Dopo averne accennato non posso esimermi dal parlare di quello che credo sia il libro più bello e impressionante che ho letto negli ultimi anni.
Un uomo e il suo bambino, stanchi e senza neanche più la forza per essere disperati, trascinano le loro poche e misere cose su un carrello del supermercato e cercano di andare al sud, perché fa freddo e morirebbero.
Non si sa cosa è successo: è tutto bruciato -cenere ovunque- , non ci sono più animali, neppure un filo d’erba è sopravvissuto; morti incartapecoriti ovunque, desolazione e disfacimento, non si sa perché, non si sa come, non si sa quando.
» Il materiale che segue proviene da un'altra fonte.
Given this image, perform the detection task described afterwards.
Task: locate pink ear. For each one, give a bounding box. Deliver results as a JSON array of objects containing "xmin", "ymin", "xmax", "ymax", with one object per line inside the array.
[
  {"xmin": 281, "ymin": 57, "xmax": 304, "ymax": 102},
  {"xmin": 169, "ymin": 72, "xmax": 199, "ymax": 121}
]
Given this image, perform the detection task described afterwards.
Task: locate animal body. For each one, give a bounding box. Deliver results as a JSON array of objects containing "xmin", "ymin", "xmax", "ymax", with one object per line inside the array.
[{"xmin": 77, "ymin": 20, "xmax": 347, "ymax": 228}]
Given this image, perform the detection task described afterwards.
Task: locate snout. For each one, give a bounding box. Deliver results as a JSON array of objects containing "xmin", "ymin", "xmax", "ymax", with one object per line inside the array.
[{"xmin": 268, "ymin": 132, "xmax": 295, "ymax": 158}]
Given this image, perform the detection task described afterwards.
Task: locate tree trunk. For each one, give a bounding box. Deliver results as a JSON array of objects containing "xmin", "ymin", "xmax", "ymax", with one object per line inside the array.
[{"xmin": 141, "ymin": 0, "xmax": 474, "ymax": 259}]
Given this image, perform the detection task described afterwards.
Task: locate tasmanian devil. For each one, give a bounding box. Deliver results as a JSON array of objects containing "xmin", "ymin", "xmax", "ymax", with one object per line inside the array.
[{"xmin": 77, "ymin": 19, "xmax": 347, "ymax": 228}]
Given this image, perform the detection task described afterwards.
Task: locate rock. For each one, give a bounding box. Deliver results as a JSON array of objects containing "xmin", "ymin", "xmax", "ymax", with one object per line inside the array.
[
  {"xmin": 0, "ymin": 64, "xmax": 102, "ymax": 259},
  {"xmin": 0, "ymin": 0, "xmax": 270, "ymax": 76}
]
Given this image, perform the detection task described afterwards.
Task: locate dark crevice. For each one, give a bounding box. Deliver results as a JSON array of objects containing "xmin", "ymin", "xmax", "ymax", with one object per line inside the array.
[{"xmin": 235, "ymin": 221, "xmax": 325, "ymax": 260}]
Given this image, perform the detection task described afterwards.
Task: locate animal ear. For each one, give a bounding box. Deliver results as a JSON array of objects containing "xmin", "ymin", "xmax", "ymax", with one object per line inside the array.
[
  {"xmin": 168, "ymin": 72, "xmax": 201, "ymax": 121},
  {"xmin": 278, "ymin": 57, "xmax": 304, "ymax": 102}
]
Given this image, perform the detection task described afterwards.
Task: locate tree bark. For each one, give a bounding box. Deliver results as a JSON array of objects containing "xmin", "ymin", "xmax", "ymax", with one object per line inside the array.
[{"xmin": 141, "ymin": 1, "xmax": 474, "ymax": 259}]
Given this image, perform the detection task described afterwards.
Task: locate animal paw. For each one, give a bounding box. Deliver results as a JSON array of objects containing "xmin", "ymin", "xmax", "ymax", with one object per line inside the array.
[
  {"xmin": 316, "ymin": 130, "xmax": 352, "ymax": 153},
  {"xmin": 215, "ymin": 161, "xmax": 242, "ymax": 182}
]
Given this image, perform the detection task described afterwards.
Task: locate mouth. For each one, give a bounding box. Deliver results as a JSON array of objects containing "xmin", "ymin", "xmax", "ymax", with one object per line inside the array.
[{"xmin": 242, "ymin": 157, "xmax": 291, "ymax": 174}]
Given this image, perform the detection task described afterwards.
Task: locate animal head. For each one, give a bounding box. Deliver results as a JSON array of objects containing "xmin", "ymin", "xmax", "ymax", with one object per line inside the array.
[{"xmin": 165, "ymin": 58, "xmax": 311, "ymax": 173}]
Le strade liquefatte e poi risolidificatesi in modo informe sono battute da bande di uomini imbelviti.
I due vivono alla giornata, dormono dove possono, mangiano quel che trovano, hanno una pistola con solo due colpi, più per uccidersi alla bisogna che per difendersi.
Insomma, “Cecità” di Saramago, che questo libro ricorda e a cui questo libro secondo me è senz’altro superiore, a confronto è una passeggiata di salute.
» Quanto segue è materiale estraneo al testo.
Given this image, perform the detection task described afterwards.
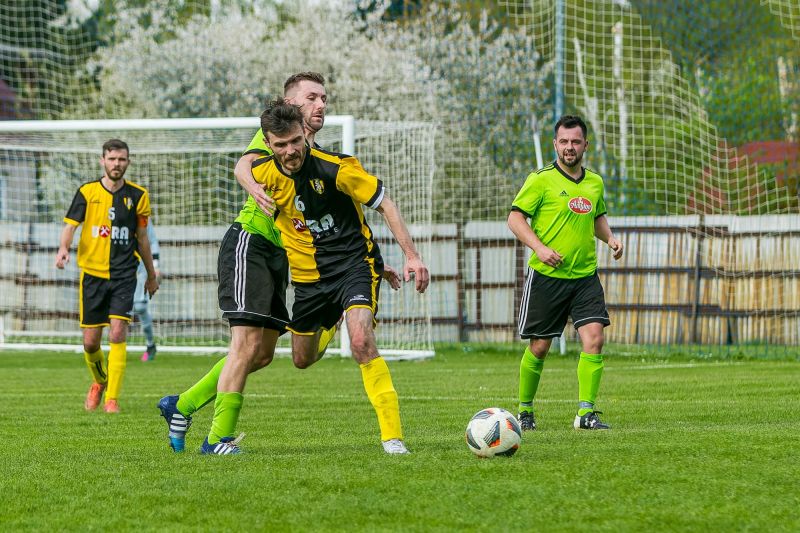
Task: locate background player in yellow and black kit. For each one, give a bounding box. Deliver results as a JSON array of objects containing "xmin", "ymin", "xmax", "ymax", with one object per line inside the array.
[
  {"xmin": 56, "ymin": 139, "xmax": 158, "ymax": 413},
  {"xmin": 253, "ymin": 100, "xmax": 429, "ymax": 454},
  {"xmin": 508, "ymin": 115, "xmax": 623, "ymax": 430}
]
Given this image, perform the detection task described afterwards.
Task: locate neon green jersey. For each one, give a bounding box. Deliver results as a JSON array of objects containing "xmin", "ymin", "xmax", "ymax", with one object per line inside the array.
[
  {"xmin": 236, "ymin": 128, "xmax": 283, "ymax": 248},
  {"xmin": 511, "ymin": 163, "xmax": 606, "ymax": 279}
]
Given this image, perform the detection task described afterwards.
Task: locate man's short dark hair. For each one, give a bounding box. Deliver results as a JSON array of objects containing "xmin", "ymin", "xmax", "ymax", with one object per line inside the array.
[
  {"xmin": 103, "ymin": 139, "xmax": 131, "ymax": 157},
  {"xmin": 283, "ymin": 72, "xmax": 325, "ymax": 94},
  {"xmin": 261, "ymin": 98, "xmax": 303, "ymax": 137},
  {"xmin": 554, "ymin": 115, "xmax": 588, "ymax": 139}
]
Eppure in questo inimmaginabile, aspro e disperato inferno c’è ancora qualcosa di sublime: l’amore dell’uomo per il figlio e soprattutto la disarmante innocenza di questo bambino, che chiede al padre continua rassicurazione sul fatto che loro sono “i buoni”, che non ammazzeranno nessuno, che non fanno torto a nessuno.
Anche quando il padre, un vero leone di coraggio, forza morale e capacità, trova un bunker pieno di ogni bendidio il bambino vuole garanzie che non stanno facendo nulla di male, che quella è roba appartenuta a gente che non può più servirsene.
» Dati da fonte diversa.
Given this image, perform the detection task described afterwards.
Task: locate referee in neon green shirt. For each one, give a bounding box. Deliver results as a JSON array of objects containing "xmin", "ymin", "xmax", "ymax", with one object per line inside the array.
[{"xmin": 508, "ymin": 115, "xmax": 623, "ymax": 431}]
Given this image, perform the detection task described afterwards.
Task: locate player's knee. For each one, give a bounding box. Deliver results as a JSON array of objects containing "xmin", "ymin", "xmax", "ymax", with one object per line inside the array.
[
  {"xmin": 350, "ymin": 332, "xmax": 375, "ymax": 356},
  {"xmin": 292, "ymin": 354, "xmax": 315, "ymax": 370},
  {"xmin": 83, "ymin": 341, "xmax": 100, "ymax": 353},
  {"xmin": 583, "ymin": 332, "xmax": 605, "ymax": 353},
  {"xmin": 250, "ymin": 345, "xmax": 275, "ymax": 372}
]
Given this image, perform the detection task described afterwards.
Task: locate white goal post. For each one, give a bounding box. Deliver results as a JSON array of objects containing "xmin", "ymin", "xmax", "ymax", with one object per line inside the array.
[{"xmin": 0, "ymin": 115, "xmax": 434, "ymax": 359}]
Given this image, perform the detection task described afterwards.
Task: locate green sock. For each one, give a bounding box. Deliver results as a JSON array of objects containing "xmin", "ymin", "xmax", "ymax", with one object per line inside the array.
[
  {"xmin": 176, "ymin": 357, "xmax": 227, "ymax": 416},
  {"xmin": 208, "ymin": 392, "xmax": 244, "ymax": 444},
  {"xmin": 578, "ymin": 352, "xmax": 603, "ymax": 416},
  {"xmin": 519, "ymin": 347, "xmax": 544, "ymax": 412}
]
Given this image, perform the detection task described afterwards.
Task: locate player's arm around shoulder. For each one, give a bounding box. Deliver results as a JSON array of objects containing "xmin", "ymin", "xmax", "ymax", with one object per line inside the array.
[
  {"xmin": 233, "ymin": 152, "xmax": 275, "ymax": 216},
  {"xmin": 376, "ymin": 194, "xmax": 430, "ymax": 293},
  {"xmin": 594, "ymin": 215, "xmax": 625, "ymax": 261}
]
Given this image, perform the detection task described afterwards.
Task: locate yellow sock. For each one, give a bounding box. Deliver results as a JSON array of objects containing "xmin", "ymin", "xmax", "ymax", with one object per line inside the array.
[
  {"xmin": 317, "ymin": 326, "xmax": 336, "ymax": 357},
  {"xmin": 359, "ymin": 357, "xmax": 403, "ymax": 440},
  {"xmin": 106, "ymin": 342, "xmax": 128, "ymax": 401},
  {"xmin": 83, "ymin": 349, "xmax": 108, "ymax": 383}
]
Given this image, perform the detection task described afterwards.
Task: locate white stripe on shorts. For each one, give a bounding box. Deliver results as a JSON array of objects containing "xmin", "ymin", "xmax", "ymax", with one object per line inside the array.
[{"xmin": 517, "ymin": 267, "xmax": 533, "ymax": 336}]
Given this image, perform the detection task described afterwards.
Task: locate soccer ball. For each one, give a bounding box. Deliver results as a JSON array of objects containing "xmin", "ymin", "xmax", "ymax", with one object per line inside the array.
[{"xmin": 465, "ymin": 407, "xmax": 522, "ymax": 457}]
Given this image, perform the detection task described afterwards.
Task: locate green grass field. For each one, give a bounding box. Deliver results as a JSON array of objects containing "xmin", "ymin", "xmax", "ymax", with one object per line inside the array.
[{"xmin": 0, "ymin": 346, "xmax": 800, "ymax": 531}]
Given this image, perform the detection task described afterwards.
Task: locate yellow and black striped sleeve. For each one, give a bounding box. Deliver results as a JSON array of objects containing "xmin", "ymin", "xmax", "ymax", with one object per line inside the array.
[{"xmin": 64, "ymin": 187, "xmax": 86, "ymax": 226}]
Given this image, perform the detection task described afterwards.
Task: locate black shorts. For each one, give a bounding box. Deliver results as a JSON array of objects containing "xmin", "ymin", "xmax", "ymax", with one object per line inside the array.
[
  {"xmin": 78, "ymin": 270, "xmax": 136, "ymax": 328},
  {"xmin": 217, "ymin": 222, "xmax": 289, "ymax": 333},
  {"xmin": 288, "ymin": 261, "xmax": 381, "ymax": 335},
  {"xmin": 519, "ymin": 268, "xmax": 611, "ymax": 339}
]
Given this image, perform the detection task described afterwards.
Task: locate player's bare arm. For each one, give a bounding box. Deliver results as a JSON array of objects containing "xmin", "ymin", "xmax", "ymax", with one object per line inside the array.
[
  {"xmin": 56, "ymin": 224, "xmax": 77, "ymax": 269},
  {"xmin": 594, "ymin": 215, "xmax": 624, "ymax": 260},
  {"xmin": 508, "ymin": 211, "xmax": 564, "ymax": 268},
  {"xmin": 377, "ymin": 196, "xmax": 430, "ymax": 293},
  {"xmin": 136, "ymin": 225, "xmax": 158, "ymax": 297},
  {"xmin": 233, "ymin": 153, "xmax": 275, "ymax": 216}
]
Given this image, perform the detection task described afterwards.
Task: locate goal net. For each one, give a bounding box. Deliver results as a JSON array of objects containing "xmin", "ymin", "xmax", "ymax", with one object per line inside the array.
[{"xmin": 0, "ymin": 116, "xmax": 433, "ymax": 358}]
E poi ci sono i dialoghi fra i due: toccanti, più che essenziali, meravigliosi.
“Dobbiamo andare avanti, disse l’uomo. Forza.
Non ci vedo.
Lo so. Facciamo un passo per volta.
Ok.
Non mi lasciare la mano.
Ok.
Qualunque cosa succeda.
Qualunque cosa succeda.”.
E’ un libro scabro, essenziale, affilato.
E’ un libro che racconta quello che ci prega di non diventare, e che purtroppo gli uomini talvolta sono già stati.
Non commuoversi credo sia impossibile.
Il mondo che conosciamo e irrimediabilmente perduto. C’è un senso di irreparabilità totale.
Il finale è veramente lancinante, ma alla fine McCarthy lascia un piccolo barlume di speranza.
È una vera ingiustizia che uno scrittore così non riceva il Nobel; passi Modiano, meglio Aleksievic, ma McCarthy e tutta un’altra cosa.